The paper addresses real-time multi-modal MOT for autonomous driving by introducing a latency-constrained neural architecture search framework that operates on a Pareto frontier between accuracy and latency. It adopts a two-stage NAS process: Stage I finds a backbone under latency constraints, and Stage II retrains with pruning to maximize accuracy, yielding a final model ζ*=(α*,θ*). A multi-modal fusion module combines image and LiDAR features with weighted fusion to improve robustness when one sensor underperforms. Experiments on KITTI show 89.59% MOTA with latency under 80 ms on edge devices, and latency analyses across devices demonstrate practical edge deployment, highlighting the method’s potential for efficient autonomous driving.

Abstract

Multiple object tracking is a critical task in autonomous driving. Existing works primarily focus on the heuristic design of neural networks to obtain high accuracy. As tracking accuracy improves, however, neural networks become increasingly complex, posing challenges for their practical application in real driving scenarios due to the high level of latency. In this paper, we explore the use of the neural architecture search (NAS) methods to search for efficient architectures for tracking, aiming for low real-time latency while maintaining relatively high accuracy. Another challenge for object tracking is the unreliability of a single sensor, therefore, we propose a multi-modal framework to improve the robustness. Experiments demonstrate that our algorithm can run on edge devices within lower latency constraints, thus greatly reducing the computational requirements for multi-modal object tracking while keeping lower latency.
Paper Structure (18 sections, 6 equations, 5 figures, 4 tables, 2 algorithms)

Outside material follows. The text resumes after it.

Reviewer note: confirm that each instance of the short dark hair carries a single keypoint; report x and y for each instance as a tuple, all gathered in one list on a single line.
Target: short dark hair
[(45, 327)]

This paper contains 18 sections, 6 equations, 5 figures, 4 tables, 2 algorithms.

Figures (5)

  • Figure 1: The structure overview of the tracking framework. We take image patches and LiDAR point clouds as input, which are processed respectively by a corresponding encoder. A fusion module is then used to fuse the multi-modal features. The fused features are split into tracklet features and detection features, from which the correlation features can be calculated. These features are input to the following adjacent estimator to infer confidence and affinity scores. At last, linear programming is used to update the new tracklets from the inferred scores.
  • Figure 2: Successful and failed examples of multi-object tracking. Green bounding box: The assigned IDs 0, 227, and 229 are consistent in two consecutive frames $t-1$ and $t$, which are successful trackings. Red bounding box: The ID 220 is wrongly assigned to the black vehicle in frame $t$, which is a failure tracking. Under the tracking-by-detection setting, Multi-object tracking can be regarded as a downstream detection task. It is hard to track dynamic objects under occlusion, which is common in real driving scenarios and significant for safe autonomous driving.
  • Figure 3: The searching and training process is divided into two stages. We obtain the optimal network structures in the first stage through constrained NAS and get the optimal network parameters in the second training stage.
  • Figure 4: Comparison with other methods on the KITTI testing dataset. The x-axis represents the reciprocal of the latency. As shown in the figure, our method minimally sacrifices the MOTA metrics and achieves outstanding performance on latency, with less than half the latency of mmMOT.
  • Figure 5: Tracking results of our multi-object tracking model. We illustrate the tracking results of different sequences from the testing dataset of the KITTI benchmark. These are some of the extreme conditions under highly complex environmental challenges. Yet our model accurately keeps track of every object despite the interference of illumination, shadows, and occlusions. This suggests our multi-object tracking model has high accuracy and robustness concerning complex background environments.